In normal times, going public at a valuation of over $10 billion is both a rare occurrence and a very big deal.
In 2021, however, such enormous IPOs became rather common, even for money-losing startups.
More than 20 global companies made debuts on the Nasdaq and NYSE that year at initial valuations above $10 billion. The list included some of the buzziest names in tech and the app economy: ride-hailing platform Didi, EV maker Rivian, Southeast Asian “superapp” Grab, and crypto platform Coinbase.
Valuations reached nosebleed altitudes. Per Crunchbase data, the initial valuations of all companies that went public in 2021 on the two largest U.S. exchanges collectively exceeded a trillion dollars. Startups 1 delivered some of the biggest debuts.
Since then, these buzzy names have also posted some of the largest post-peak declines. To illustrate, we used Crunchbase data to assemble a curated list of the largest offerings of 2021, comparing initial valuation to present one:
Overall, valuations of the selected largest startup offerings of 2021 are down 60% from their initial level. But as a group, post-debut performance has been quite mixed.
On the positive side, Samsara, an Internet of Things data platform provider, stands out as a star performer. Its shares are actually worth more today than they were when the company went public in December 2021.
Brazilian digital banking provider Nubank has also done comparatively well, being down only about 10% from its valuation post-offering.

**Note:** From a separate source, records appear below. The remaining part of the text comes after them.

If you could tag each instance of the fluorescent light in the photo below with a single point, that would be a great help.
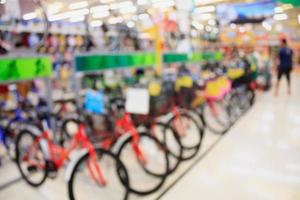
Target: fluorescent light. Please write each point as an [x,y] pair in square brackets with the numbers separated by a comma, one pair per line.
[233,26]
[126,10]
[197,25]
[54,8]
[29,16]
[280,17]
[99,9]
[115,20]
[212,22]
[130,24]
[121,5]
[205,16]
[106,1]
[69,14]
[205,9]
[78,18]
[287,6]
[278,9]
[77,5]
[267,26]
[208,28]
[142,2]
[96,23]
[163,4]
[101,14]
[204,2]
[242,29]
[143,16]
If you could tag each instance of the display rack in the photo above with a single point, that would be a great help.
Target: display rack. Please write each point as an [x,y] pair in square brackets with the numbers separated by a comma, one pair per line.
[19,69]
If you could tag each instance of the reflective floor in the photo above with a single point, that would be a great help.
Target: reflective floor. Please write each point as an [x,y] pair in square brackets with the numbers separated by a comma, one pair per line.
[258,159]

Others are in much worse shape.
In terms of billions in market cap loss, Didi stands out for having shed $56.5 billion from its public valuation. The company also delisted from the NYSE last year. Rivian is a not-too-distant second, having given up $48.1 billion in market cap since its November 2021 IPO.
As for percentage declines, the worst on our list is health insurer Bright Health Group, which has shed more than 99% of its value since its June 2021 IPO. Tuya, a China-based IoT technology platform that co-listed in Hong Kong, has also performed poorly, with shares down over 92% from IPO day.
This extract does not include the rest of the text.